Key to the diagnosis of a neoplasm is evaluation of the cytologic features. Gastric or duodenal epithelium retains a two-dimensional architecture in which the nuclei are evenly spaced within the sheets. Epithelium from MCN/IPMN shows crowding and nuclear overlap, which may be subtle. The nuclei are irregularly distributed.

Both gastric and duodenal epithelium may yield single cells. Single columnar cells with abundant columnar cytoplasm containing mucin that extends to the nucleus—metaplastic mucinous cells—are usually neoplastic. The mucin in foveolar cells typically does not fill the entire cytoplasm. Single cells with a brush border are enterocytes and are derived from the duodenum. Goblet cells are seen in IPMN and MCN, but these are less uniform and are unevenly distributed, in contrast to the goblet cells in the duodenum.

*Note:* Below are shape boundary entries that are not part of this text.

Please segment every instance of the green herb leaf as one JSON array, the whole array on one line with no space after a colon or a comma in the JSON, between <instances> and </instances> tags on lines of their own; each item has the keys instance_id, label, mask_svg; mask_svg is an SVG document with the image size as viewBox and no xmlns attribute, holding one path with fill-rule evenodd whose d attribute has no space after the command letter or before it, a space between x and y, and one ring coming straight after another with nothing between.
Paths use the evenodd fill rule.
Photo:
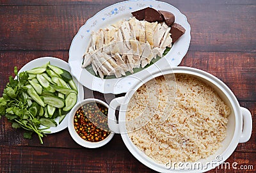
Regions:
<instances>
[{"instance_id":1,"label":"green herb leaf","mask_svg":"<svg viewBox=\"0 0 256 173\"><path fill-rule=\"evenodd\" d=\"M18 75L18 69L17 69L17 66L14 67L14 74L15 74L15 75Z\"/></svg>"},{"instance_id":2,"label":"green herb leaf","mask_svg":"<svg viewBox=\"0 0 256 173\"><path fill-rule=\"evenodd\" d=\"M15 98L15 91L11 87L7 87L4 89L4 93L11 98Z\"/></svg>"},{"instance_id":3,"label":"green herb leaf","mask_svg":"<svg viewBox=\"0 0 256 173\"><path fill-rule=\"evenodd\" d=\"M13 123L12 123L12 127L13 127L14 128L18 128L20 127L20 125L18 123L13 122Z\"/></svg>"},{"instance_id":4,"label":"green herb leaf","mask_svg":"<svg viewBox=\"0 0 256 173\"><path fill-rule=\"evenodd\" d=\"M5 114L5 117L10 120L13 120L18 117L16 115L12 115L8 113Z\"/></svg>"}]
</instances>

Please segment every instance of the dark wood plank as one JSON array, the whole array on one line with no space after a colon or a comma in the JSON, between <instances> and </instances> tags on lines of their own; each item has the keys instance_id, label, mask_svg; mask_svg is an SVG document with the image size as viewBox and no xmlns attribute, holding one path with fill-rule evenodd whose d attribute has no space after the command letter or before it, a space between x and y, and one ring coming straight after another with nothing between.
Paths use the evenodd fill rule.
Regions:
<instances>
[{"instance_id":1,"label":"dark wood plank","mask_svg":"<svg viewBox=\"0 0 256 173\"><path fill-rule=\"evenodd\" d=\"M256 54L189 51L180 66L207 71L225 83L239 101L256 100Z\"/></svg>"},{"instance_id":2,"label":"dark wood plank","mask_svg":"<svg viewBox=\"0 0 256 173\"><path fill-rule=\"evenodd\" d=\"M248 22L255 5L177 3L191 27L190 50L256 51L256 23ZM68 50L79 27L106 6L1 6L0 50Z\"/></svg>"},{"instance_id":3,"label":"dark wood plank","mask_svg":"<svg viewBox=\"0 0 256 173\"><path fill-rule=\"evenodd\" d=\"M9 75L13 75L14 66L20 69L30 61L44 56L68 59L67 51L0 51L0 91L3 90ZM180 66L199 68L215 75L231 89L239 101L256 100L255 53L189 51Z\"/></svg>"},{"instance_id":4,"label":"dark wood plank","mask_svg":"<svg viewBox=\"0 0 256 173\"><path fill-rule=\"evenodd\" d=\"M156 172L138 161L125 147L67 149L4 146L0 153L5 158L1 160L1 172ZM255 156L256 153L235 152L222 167L208 172L255 172L255 162L252 161ZM253 167L242 170L242 165Z\"/></svg>"},{"instance_id":5,"label":"dark wood plank","mask_svg":"<svg viewBox=\"0 0 256 173\"><path fill-rule=\"evenodd\" d=\"M102 99L101 98L101 99ZM255 103L241 102L241 106L248 109L252 114L253 121L256 121L256 107ZM61 148L81 148L76 143L69 135L68 129L54 134L49 134L43 139L44 144L40 144L36 135L33 136L31 140L23 138L24 131L21 129L13 129L11 124L5 117L0 119L0 146L24 146L50 147ZM256 152L256 131L255 125L253 124L252 137L246 143L239 144L236 151L239 152ZM12 140L11 140L12 139ZM122 147L124 144L119 134L116 134L111 141L108 144L108 147Z\"/></svg>"},{"instance_id":6,"label":"dark wood plank","mask_svg":"<svg viewBox=\"0 0 256 173\"><path fill-rule=\"evenodd\" d=\"M2 0L0 2L0 5L6 6L36 6L36 5L74 5L74 4L102 4L103 0L56 0L56 1L40 1L40 0Z\"/></svg>"},{"instance_id":7,"label":"dark wood plank","mask_svg":"<svg viewBox=\"0 0 256 173\"><path fill-rule=\"evenodd\" d=\"M40 0L2 0L0 1L0 5L22 5L22 6L35 6L35 5L74 5L74 4L113 4L115 3L120 3L124 1L122 0L56 0L56 1L40 1ZM172 4L175 6L184 6L187 4L188 2L184 1L179 1L179 0L163 0L161 1L164 1L167 3ZM189 2L190 3L190 2ZM195 4L232 4L232 5L243 5L246 4L255 4L255 2L253 0L248 0L246 1L246 3L243 1L239 0L232 0L232 1L223 1L221 0L217 0L212 1L211 0L200 0L200 1L195 1L193 2Z\"/></svg>"}]
</instances>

The nuclei from gastrointestinal epithelium are round and uniform. Neoplastic nuclei are subtly atypical, with nuclear membrane irregularities. Pseudoinclusions and grooves are typical of neoplastic epithelium, although gastric epithelium may also exhibit grooves and inclusions as a result of degeneration. Gastric epithelium frequently produces stripped nuclei with atypia and grooves in a background of mucin; this pattern should be recognized as part of the spectrum of gastric epithelium and not overinterpreted as being from gastric epithelium.

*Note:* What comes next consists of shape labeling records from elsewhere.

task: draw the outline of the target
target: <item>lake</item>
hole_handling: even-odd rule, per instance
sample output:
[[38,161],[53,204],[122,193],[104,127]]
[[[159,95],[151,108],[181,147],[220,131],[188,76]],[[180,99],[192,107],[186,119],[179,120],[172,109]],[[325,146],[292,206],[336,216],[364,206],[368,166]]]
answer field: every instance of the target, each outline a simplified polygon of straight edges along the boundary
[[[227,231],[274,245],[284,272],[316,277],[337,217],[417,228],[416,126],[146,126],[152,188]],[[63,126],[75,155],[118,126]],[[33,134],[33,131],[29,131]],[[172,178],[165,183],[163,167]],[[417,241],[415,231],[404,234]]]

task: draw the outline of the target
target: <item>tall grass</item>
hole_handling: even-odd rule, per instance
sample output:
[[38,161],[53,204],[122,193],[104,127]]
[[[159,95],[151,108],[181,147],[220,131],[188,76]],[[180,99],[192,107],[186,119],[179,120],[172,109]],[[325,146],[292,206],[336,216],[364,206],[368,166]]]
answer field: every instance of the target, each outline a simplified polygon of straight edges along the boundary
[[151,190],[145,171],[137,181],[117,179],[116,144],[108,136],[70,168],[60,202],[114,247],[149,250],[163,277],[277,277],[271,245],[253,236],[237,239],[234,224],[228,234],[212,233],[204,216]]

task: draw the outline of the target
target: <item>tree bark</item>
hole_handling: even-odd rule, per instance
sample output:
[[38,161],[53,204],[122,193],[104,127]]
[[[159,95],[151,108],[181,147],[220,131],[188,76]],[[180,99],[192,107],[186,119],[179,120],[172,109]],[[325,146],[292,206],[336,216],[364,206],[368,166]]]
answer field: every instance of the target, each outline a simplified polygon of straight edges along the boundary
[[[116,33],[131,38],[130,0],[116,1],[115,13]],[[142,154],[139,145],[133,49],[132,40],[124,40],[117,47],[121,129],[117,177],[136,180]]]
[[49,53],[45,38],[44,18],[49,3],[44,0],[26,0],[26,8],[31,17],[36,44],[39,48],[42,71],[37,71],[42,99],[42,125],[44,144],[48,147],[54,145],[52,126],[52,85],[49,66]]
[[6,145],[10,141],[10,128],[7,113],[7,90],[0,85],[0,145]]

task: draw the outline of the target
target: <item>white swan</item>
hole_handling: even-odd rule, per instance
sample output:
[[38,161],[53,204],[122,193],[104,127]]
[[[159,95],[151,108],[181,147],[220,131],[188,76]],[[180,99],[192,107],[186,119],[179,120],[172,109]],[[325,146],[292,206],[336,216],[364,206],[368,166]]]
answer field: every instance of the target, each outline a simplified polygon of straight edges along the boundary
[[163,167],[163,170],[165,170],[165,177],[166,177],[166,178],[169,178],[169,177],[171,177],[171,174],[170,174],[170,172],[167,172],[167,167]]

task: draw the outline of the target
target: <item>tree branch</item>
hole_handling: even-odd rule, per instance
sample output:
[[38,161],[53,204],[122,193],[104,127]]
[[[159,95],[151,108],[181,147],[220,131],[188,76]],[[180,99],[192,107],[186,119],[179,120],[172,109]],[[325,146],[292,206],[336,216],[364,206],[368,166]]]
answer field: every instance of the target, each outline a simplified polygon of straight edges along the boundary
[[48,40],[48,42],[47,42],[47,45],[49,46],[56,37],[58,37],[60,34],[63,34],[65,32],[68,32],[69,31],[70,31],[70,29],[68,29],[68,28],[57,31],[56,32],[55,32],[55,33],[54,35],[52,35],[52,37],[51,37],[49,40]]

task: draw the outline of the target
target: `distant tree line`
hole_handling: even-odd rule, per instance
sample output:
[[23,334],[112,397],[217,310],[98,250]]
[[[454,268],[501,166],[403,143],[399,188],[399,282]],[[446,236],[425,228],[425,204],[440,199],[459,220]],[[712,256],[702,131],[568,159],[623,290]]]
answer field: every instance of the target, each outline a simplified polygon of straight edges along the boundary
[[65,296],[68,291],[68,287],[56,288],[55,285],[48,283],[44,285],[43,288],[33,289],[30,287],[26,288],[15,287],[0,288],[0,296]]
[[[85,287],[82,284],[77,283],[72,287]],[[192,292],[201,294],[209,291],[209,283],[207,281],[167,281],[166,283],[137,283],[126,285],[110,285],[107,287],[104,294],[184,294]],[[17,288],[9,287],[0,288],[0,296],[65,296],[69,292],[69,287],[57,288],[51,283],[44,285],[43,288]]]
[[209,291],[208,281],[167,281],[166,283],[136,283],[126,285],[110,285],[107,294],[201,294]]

Even with these criteria, it is difficult to differentiate gastrointestinal epithelium, particularly gastric epithelium, from neoplastic epithelium. However, as discussed earlier (see Role of Cytology in the Management of Mucinous Cysts), it is not as crucial to differentiate gastric epithelium from low-grade, foveolar-type neoplastic epithelium. What is crucial is identifying the features that indicate the presence of high-grade dysplasia or invasive carcinoma.